Le procès contre la rigidité de l’approche planificatrice s’ajoute aux craintes d’une application mécanique et systématique de l’objectif d’une division par deux de la consommation d’espaces, d’ici 2030 : « Cela implique une double sanction, pour les territoires qui ont déjà redoublé d’efforts. Nombre d’entre eux sont allés jusqu’au rétrozonage de leurs espaces urbanisés, quitte à affronter la fronde des propriétaires frustrés dans leurs espoirs de valorisation foncière », rappelle Philippe Schmit.

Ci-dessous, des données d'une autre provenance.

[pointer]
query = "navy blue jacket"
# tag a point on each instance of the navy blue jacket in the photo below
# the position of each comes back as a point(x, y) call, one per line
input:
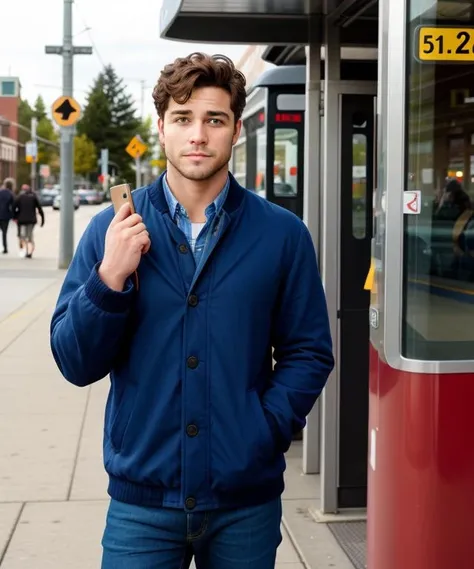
point(197, 417)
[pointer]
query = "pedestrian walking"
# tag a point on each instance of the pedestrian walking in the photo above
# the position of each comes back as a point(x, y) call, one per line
point(6, 210)
point(198, 418)
point(26, 209)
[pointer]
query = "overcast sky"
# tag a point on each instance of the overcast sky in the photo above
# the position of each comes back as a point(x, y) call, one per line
point(125, 34)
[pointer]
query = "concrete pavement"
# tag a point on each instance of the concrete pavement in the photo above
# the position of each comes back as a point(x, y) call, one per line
point(52, 484)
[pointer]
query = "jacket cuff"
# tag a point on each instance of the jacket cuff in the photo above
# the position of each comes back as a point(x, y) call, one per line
point(105, 298)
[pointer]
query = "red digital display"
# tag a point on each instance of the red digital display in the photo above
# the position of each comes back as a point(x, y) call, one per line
point(288, 117)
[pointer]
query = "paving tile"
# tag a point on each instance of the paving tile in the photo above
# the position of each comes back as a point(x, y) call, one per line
point(58, 535)
point(8, 517)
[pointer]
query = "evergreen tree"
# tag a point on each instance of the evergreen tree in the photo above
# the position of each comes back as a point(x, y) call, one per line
point(109, 120)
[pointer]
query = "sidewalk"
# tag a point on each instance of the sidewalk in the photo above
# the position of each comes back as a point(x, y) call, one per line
point(52, 484)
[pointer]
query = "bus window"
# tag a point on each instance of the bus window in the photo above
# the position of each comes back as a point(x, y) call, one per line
point(239, 163)
point(359, 185)
point(261, 162)
point(285, 171)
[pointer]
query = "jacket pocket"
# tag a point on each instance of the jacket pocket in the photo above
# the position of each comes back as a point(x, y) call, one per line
point(243, 451)
point(121, 419)
point(266, 444)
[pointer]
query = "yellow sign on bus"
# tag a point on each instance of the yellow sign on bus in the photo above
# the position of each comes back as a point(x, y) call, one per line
point(445, 44)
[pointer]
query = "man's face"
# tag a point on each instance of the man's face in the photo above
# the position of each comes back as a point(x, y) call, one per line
point(198, 137)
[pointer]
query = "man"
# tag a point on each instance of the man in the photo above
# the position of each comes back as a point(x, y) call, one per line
point(197, 420)
point(24, 211)
point(6, 210)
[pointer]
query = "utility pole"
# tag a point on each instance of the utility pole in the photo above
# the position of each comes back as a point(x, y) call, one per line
point(66, 239)
point(34, 140)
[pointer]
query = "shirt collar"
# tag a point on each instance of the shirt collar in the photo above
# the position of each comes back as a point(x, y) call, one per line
point(177, 209)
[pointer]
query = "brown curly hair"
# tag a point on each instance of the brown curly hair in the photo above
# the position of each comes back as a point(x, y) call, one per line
point(178, 79)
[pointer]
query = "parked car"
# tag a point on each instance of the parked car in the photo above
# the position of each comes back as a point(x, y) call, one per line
point(47, 195)
point(57, 202)
point(90, 196)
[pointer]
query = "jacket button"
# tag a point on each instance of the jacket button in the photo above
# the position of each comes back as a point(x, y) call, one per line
point(190, 503)
point(193, 300)
point(192, 430)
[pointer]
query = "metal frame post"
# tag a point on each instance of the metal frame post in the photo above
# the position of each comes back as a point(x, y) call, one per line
point(311, 207)
point(330, 262)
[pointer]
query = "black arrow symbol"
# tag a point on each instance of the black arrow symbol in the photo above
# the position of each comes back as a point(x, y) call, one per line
point(65, 109)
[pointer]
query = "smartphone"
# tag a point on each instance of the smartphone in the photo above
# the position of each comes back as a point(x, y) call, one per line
point(121, 194)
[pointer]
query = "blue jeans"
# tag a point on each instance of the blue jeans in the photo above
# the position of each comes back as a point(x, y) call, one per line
point(136, 537)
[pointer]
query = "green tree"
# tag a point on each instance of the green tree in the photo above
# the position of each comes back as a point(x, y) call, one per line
point(110, 121)
point(85, 156)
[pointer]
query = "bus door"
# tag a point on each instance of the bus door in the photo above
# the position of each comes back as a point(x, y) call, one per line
point(357, 182)
point(285, 152)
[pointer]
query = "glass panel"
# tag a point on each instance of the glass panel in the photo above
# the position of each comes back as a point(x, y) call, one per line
point(285, 166)
point(359, 185)
point(438, 319)
point(292, 102)
point(240, 163)
point(8, 88)
point(261, 162)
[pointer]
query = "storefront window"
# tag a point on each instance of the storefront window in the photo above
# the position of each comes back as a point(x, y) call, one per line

Les échéances posées par le projet de loi, pour l’actualisation des PLUi et des schémas de cohérence territoriale, approfondissent le fossé entre l’Etat et les intercommunalités : « Il faudrait tout remettre sur le métier, quelques mois après la finalisation de nombreux PLUi, et au moment même où la loi de finance interdit la récupération de la TVA pour l’élaboration des documents d’urbanisme », s’insurge le secrétaire général de l’AdCF.

Marges de manœuvre

A l’objection de la rigidité, Matignon oppose la marge de manœuvre compatible avec l’objectif global : « Des modulations sont possibles à toutes les mailles infrarégionales, jusqu’au PLU. Les débats à venir pourront aussi porter sur une modulation interrégionale », indique l’entourage du Premier ministre Jean Castex.

Pour montrer la puissance de ses ambitions, le gouvernement invite à élargir l’analyse au-delà du seul projet issu de la convention citoyenne : « il s’ajoute à la loi d’orientation sur les mobilités, à France Relance, à la loi Energie. Les travaux de fonds de ces quatre dernières années nous placent bien sur la trajectoire européenne de réduction de notre empreinte carbone. L’enjeu, c’est l’entrée de la transition écologique dans la société », martèle Matignon…

L’élargissement du raisonnement ne fait pas oublier l’étude d’impact officielle du projet de loi : le texte ne permettrait que de « sécuriser l’atteinte d’entre la moitié et les deux tiers du chemin à parcourir entre les émissions en 2019 et la cible en 2030, soit une réduction de 112 MtCO2eq/an ».